The commission established a dedicated hotline for overseas Filipino workers in 2024 through a memorandum of agreement with the Department of Migrant Workers. This communication initiative expedited the resolution of insurance grievances for migrant workers facing distress or sudden medical emergencies abroad.

==Governance==
===Regulatory actions===
The commission conducted regulatory intervention and disciplinary actions. The commission issued a formal cease and desist order against Caritas Health Shield Incorporated on July 8, 2019. The commission responded to numerous public complaints regarding the fraudulent swiping of credit cards by company sales agents. As a regulator, it determined that the corporate management of the health maintenance organization failed to implement timely and effective supervisory interventions to stop the unethical conduct. The explicit order banned the company from selling new health products or transacting new business. The commission mandated the company to continue servicing existing client contracts to protect active plan holders. The commission eventually placed the company under formal receivership and initiated liquidation proceedings. The liquidation order required all claimants to file their benefit claims by March 2, 2026 to participate in the asset distribution. The Catholic charity Caritas Manila subsequently clarified its total lack of affiliation with the company following the public scandal.
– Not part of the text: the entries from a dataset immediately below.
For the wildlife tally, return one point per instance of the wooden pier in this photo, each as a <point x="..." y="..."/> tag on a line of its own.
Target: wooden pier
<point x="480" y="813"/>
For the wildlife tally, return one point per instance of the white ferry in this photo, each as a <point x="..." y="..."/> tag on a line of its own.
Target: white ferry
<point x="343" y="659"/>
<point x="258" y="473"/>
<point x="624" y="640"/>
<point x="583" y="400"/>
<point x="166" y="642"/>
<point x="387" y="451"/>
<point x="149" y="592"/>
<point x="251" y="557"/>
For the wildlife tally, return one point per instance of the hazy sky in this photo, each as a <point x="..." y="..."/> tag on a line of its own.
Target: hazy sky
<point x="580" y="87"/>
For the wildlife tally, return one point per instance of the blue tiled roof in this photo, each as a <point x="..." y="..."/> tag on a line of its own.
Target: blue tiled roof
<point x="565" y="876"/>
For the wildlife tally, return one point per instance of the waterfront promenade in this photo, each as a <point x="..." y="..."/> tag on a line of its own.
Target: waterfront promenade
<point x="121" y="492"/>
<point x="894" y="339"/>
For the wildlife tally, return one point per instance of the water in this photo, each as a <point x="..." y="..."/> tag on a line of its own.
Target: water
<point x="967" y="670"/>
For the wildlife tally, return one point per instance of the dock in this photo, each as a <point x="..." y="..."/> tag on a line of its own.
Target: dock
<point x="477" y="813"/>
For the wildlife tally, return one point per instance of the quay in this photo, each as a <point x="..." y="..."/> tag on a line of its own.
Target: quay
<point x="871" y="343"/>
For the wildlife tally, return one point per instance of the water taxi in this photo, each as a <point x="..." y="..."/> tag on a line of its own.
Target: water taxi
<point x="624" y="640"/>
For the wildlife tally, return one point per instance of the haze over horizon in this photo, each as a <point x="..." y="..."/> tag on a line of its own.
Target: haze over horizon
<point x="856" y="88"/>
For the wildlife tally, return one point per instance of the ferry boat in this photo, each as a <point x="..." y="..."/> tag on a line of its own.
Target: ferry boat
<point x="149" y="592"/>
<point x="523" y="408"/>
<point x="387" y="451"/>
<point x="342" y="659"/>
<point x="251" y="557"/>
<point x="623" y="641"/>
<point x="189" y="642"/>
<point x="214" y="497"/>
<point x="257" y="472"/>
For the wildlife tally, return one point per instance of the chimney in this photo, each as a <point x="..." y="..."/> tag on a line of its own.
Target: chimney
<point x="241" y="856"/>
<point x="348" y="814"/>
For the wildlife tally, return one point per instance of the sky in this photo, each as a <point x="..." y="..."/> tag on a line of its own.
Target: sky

The religious organization revealed it had won trade name infringement cases against the health provider at the Securities and Exchange Commission prior to the liquidation.

===Administrative complaint on the Insurance commissioner===
On July 28, 2026, the Office of the Office of the Ombudsman suspended Insurance Commissioner Reynaldo Regalado. Ombudsman Jesus Crispin Remulla issued a six-month preventive suspension without pay due to severe administrative charges of grave misconduct. The charges cited specific violations of the Code of Conduct and Ethical Standards for Public Officials and Employees alongside the Ease of Doing Business Act. The controversy centered directly on the administration of the Passenger Personal Accident Insurance Program.

This compulsory insurance program requires public utility vehicle operators to secure no-fault insurance covering passengers and drivers. The insurance program provides eligible claimants with up to ₱400,000 in death benefits and ₱100,000 for physical injuries. The Land Transportation Franchising and Regulatory Board oversees the operators while the commission regulates the insurance providers. The formal complaints alleged that Regalado exhibited manifest partiality by approving the accreditation of the Centerstar insurance consortium. The approval proceeded despite serious questions regarding the membership composition of the consortium and the timely filing of its application. The administrative investigation highlighted conflict of interest because Regalado had previously served as senior counsel for the specific law firm representing the accredited consortium. The official Ombudsman order stated that the commissioner failed to respond to legitimate requests for accreditation documents from competing agencies. The official also refused to release records necessary for an appeal and intentionally excluded the legal team of the complainant from a critical regulatory conference.

The primary complainant initiating the administrative charges was identified as SCCI Management and Insurance commission. Regalado submitted official counter-affidavits denying the allegations and asserting that the entire accreditation process followed all established regulatory standards equally. Legal experts emphasized in industry publications that the preventive suspension constituted a precautionary administrative measure to preserve evidence rather than a final judicial conviction of guilt. The law permits such suspensions to prevent high-ranking officials from interfering with witnesses or altering official records during an active investigation. The commission temporarily designated Ermar U. Benitez as officer-in-charge while Regalado is under preventive suspension for six months.